Dicen que Harry Goulding, un aventurero de Colorado que llegó a Monument Valley en 1924, estuvo tres días esperando en la oficina de John Ford antes de ser atendido por el cineasta. Había viajado hasta allí para enseñarle fotos de este hermoso paraje situado en la frontera de Utah con Arizona, que ahora era su hogar. Parece que Goulding y su mujer, que al principio vivían en una sencilla y diminuta tienda azotada a menudo por las tormentas de arena, se encariñaron pronto con este paisaje de picos rocosos de color rojizo, un increíble desierto de curiosas formaciones, a veces enormes moles de roca y otras altísimas puntas que arañan el cielo.

John Ford estaba preparando el rodaje de La diligencia. Al ver las fotos, tuvo claro que este era el escenario de su historia, y así nació la vinculación de Monument Valley con el cine, que le ha dado fama mundial. Monument Valley, por su parte, le ha regalado al séptimo arte las estampas más famosas de Fort Apache, Centauros del desierto o incluso Regreso al futuro III.

Monument Valley no nos pilla de paso; tenemos que desviarnos de la ruta 66, pero tenemos claro que es un enorme plató natural que no nos podemos perder. Así que planificamos dos noches en Flagstaff, y hacemos un paréntesis en nuestro peregrinaje por la carretera.

Flagstaff nos pareció una ciudad interesante, mucho más animada y atrayente que los últimos lugares pintorescos por los que nos habíamos ido deteniendo en la última jornada. El centro está lleno de vida, y la ciudad exhibe cierto toque western en la arquitectura de sus edificios, así que parecía un buen punto de partida.

Pasamos por Cameron y su puente sobre el río Little Colorado, dejamos atrás Tuba City y Kayenta, y, por fin, vemos que la carretera se adentra en el característico desierto rojo de las películas del Oeste. Al fondo, cuando la carretera se convierte en un hilillo de plata que brilla bajo el sol de las cuatro de la tarde, vemos las primeras rocas esculpidas por la erosión, el viento y el agua. Formas caprichosas que sin embargo no nos parecen extrañas. Las hemos visto en alguna parte, no importa dónde, forman parte de nuestra memoria cinematográfica.

Estamos en plena reserva navajo, los indios que controlan la zona, a los que algunos turistas contratan tours guiados por el valle. Paseos en jeep, a pie o a caballo, pero nosotros lo recorremos con nuestro coche, parándonos aquí y allá, admirando el entorno desde todos los puntos de vista, encontrándonos con los indios que venden sus mercancías en medio del camino polvoriento, viendo cómo sale una expedición de japoneses que se pierde entre las montañas.

Hemos intentado reservar una noche en un hogan, una típica casa india hecha de adobe y madera.

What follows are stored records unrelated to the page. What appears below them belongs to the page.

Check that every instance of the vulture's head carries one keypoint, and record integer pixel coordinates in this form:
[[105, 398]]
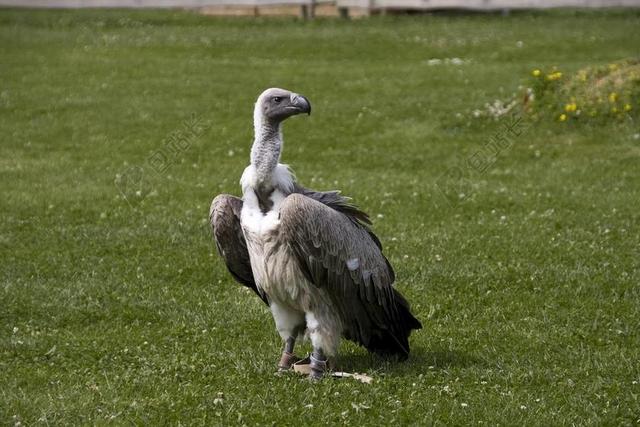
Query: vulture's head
[[275, 105]]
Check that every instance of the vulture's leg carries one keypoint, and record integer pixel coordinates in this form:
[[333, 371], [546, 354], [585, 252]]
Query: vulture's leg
[[289, 324], [324, 331]]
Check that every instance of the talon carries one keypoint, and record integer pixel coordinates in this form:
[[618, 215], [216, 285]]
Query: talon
[[286, 361], [318, 368]]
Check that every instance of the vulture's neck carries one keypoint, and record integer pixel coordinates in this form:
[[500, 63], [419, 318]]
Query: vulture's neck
[[265, 152]]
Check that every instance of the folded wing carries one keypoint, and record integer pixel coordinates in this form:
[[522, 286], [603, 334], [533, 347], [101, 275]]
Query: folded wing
[[338, 252]]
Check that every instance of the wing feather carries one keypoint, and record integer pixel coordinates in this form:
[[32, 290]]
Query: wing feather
[[343, 256], [224, 216]]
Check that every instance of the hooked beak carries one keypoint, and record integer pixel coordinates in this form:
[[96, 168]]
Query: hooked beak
[[300, 103]]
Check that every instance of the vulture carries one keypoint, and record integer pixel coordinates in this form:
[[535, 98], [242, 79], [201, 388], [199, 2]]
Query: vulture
[[309, 255]]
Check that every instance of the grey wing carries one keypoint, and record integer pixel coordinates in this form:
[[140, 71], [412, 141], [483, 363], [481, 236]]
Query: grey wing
[[344, 257], [224, 216]]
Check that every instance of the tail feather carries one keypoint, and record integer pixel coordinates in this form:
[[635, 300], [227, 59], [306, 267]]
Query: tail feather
[[395, 340]]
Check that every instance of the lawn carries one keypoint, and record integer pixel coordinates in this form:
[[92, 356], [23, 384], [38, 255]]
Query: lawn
[[117, 128]]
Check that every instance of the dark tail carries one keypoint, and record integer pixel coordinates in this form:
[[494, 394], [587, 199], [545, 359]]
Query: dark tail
[[394, 341]]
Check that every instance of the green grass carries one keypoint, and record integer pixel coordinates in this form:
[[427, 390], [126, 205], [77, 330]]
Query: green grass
[[118, 311]]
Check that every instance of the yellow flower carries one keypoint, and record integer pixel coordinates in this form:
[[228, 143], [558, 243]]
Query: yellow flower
[[554, 76]]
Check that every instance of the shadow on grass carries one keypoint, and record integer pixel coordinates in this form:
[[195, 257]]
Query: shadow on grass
[[420, 361]]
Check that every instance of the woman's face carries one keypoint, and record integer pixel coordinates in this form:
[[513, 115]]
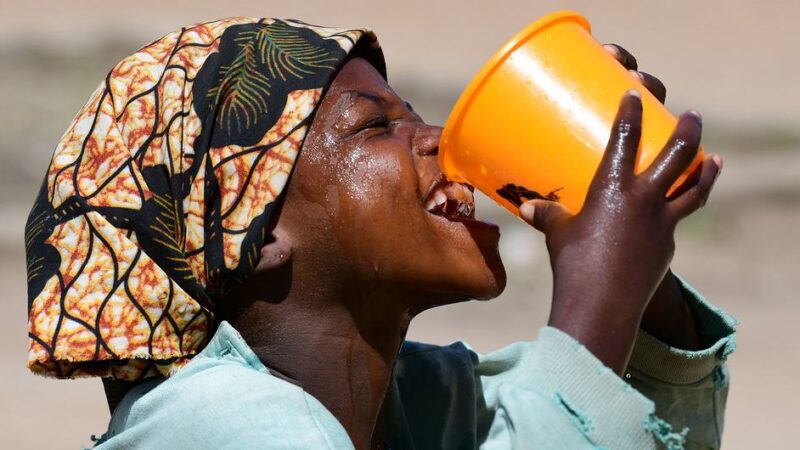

Despertarse en el Monument Valley, o Valle de las Rocas, como lo llamaban los primeros indios, debe ser inolvidable. Pero estamos en temporada alta, y los hogan no abundan. Preguntamos a una mujer navajo que alquila uno, y nos dice, parcamente, que está ya reservado. Que si queremos nos deja una tienda de campaña que podemos instalar junto a su tráiler-casa. Nos cierra la puerta en las narices y nos deja pensarlo. La idea nos seduce; a decir verdad, nos seduce muchísimo, pero al final decidimos pasar de largo. Dormir en el hogan tenía su gracia, pero ahora la perspectiva es hacer noche junto al grupo de turistas que se nos han adelantado.

Emprendemos la marcha hacia Flagstaff; otra vez la carretera y la soledad nos acompañan, que rompen a veces las manadas de caballos que caminan en fila junto al asfalto, con la cabeza gacha, soportando como pueden la canícula de agosto. A medio camino, nos paramos. El paisaje es demasiado abrumador, majestuoso ahora que se pone el sol; inconmensurable. Dejamos el coche al borde del camino y nos concedemos el momento romántico del viaje. Nos olvidamos de que se hace tarde y no tenemos dónde dormir, que mañana hay que madrugar para ir al Gran Cañón, que la noche en Arizona es fría y despiadada. Sienta bien esta pausa en el camino, este paréntesis para conectar con el paisaje, con la madre tierra que un día poseyeron los indios.

Ya tenemos nuestro final made in Hollywood, así que volvemos a la carretera a que nos engulla la noche. Recuerdo que pensé que el Gran Cañón no podría superar aquello. Afortunadamente, me equivocaba.